Quand les e-mails mènent au burnout

À l'heure actuelle, presque tous les salariés sont confrontés quotidiennement à  l'usage des e-mails et des nouvelles technologies. Un outil pratique, mais néanmoins stressant, qui peut mener à  l'épuisement. Régine Sponar nous explique pourquoi prendre du recul vis-à -vis des TIC.
Par Régine Sponar, psychologue clinicienne

 

L’origine du burnout est multifactorielle. Le burnout prend sa source dans l’environnement de travail décrit par l’aspect organisationnel de l’entreprise et se développe chez certains employés ou dans certaines professions plus particulièrement. L’utilisation intensive des nouvelles technologies de l’information et de la communication (TIC) y participe. Les TIC comprennent l’utilisation des devices comme les pc, smartphones et tablettes, les e-mails et agenda IT, les logiciels timesheet, les softwares avec ou sans système de workflow,…

Tout comme le moyen de transport utilisé par l’employé relie l’habitation privée au travail, les TIC relient la vie privée à  la vie professionnelle au moyen de nouveaux devices tels les portables ou les smartphones. Ces deux indicateurs peuvent, lorsqu’ils sont évalués en temps d’utilisation et en perception de l’utilisateur, se révéler soit une véritable source de stress soit une source de bien être.

Comment un flux continu d’informations associé au sentiment de ne jamais pouvoir terminer ses tâches est une des  facettes possibles de ce qui peut causer un burnout ? L’étude la plus complète sur le sujet est celle du Phd M. Camargo, qui en a fait un modèle scientifique sur le thème : « Le rôle de l’e-mail  dans le burnout » conçu à  partir d’entretiens effectués en entreprises high-tech de la Silicon Valley. La validation de ce paradigme par le MBA M. Camargo autorise l’avantage réservé à  ce critère de pouvoir s’appliquer ensuite aux grandes entreprises en Belgique. Il mérite dès lors d’être travaillé très près du sujet de recherche original. Le modèle de l’auteur comporte un continuum en phases pour arriver de l’utilisation des e-mails au burnout. Il met en cause les facteurs organisationnels de l’entreprise mais aussi les caractéristiques individuelles de l’employé.

1. Les facteurs d’organisation du travail

Lorsque l’employé preste son premier jour dans l’entreprise, il perçoit les mails comme le résultat de son expérience avec sa propre boîte mails. Pour ensuite s’imprégner de la culture d’entreprise quant à  la procédure de la gestion des mails : Comment le mail est-il perçu dans l’entreprise ? Il l’utilisera alors à  des fins de communication et de productivité pour arriver à  ses objectifs de travail.

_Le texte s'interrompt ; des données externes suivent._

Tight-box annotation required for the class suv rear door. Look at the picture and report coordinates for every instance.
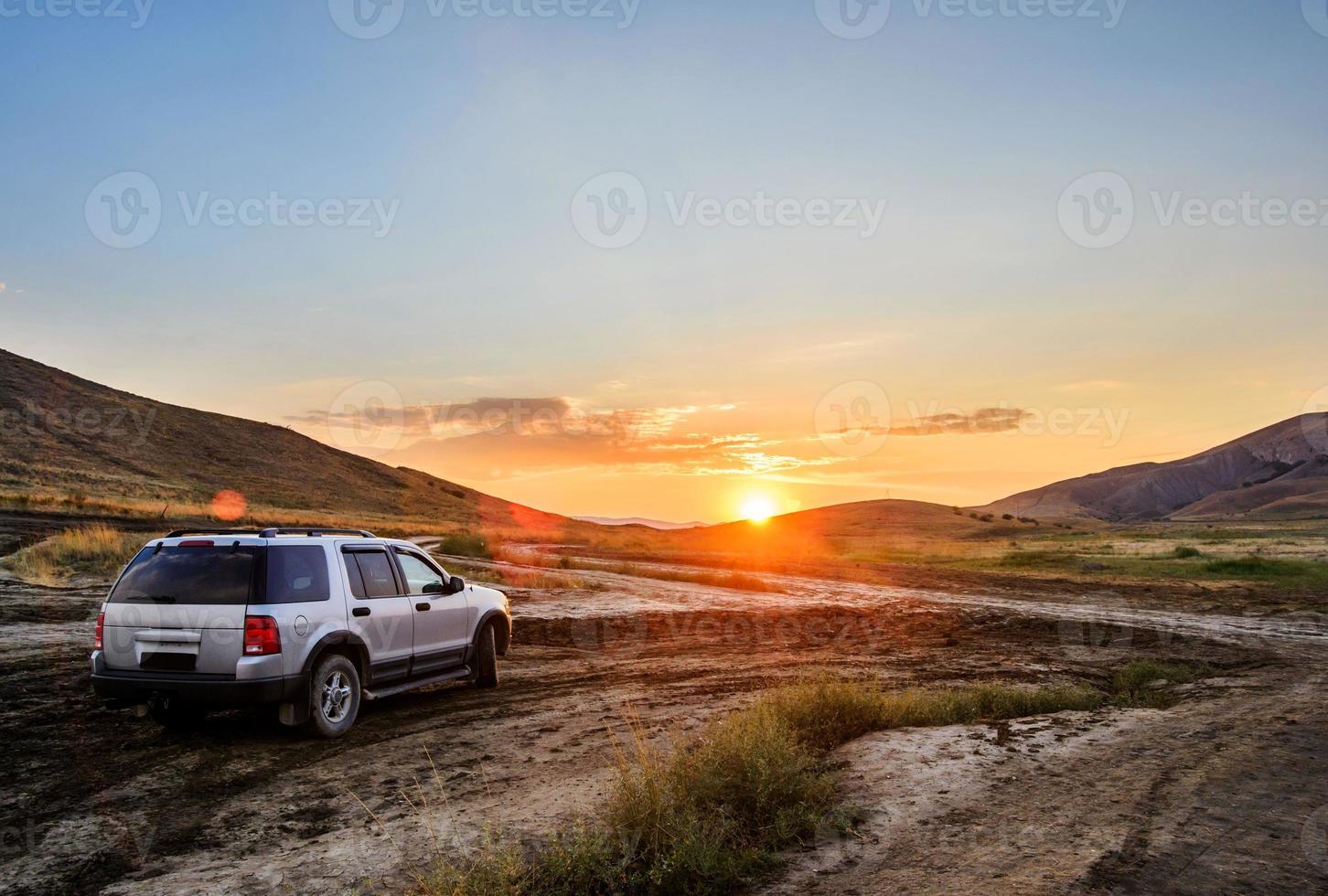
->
[341,544,414,684]
[393,546,470,675]
[102,540,262,676]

L’ambiguïté s’annonce. L’auteur illustre son propos par l’exemple de la tâche prosaïque d’envoi d’un mail à  un collègue dont on ne veut interrompre le travail ou dont on sait qu’il est absent de son bureau. Cette simple tâche devient un problème si plusieurs employés font de même au même moment. À ce stade, l’employé destinataire s’interroge : Dois-je interrompre mon travail pour répondre à  son mail ? Il se pose la même question avec les autres employés. Chacune des tâches de réponse aux mails  devenant une rupture avec le travail de départ et une accumulation de la perte d’attention. On tente de gérer la priorité des tâches. Quelle est ma tâche prioritaire ? Dois-je jongler entre toutes ses tâches ? Sans compter que certaines réponses demandent l’ouverture d’un logiciel de métier ou de gestion avec login et mot de passe.

Les interprétations sur l’usage du mail par chacun des employés divergent. Ce qui est un avantage pour l’un est  un souci pour l’autre1.

L’employé se laisse alors entraîner dans un tourbillon (« whirlpool »), de travail frénétique dans un environnement de travail perçu comme extrêmement rapide et mouvant. En entretiens, les employés TIC vivants ce tourbillon s'expriment par images très parlantes : un employé polyglotte épuisé en fin de journée parlera de l'impression d'être essoré comme dans un panier à  salade, un autre parlera d'avoir l'impression d'être muté en un hamster dans une roue qui ne peut plus s'arrêter. La gestion des mails devient une nécessité pour garder une trace du suivi des activités quotidiennes, perçues comme trop rapides. Le partage de l’information se véhicule par les listes de destinataires, mais les employés ne savent plus trop qui fait quoi, quand et où. Mon nom est-il sur la liste de distribution ? Pourquoi pas ? Le mail devient  alors un facteur d’ambiguïté  plutôt que de productivité. Toute la procédure de communication de l’entreprise devient centrée sur l’e-mail : « e-mail centric enterprise ».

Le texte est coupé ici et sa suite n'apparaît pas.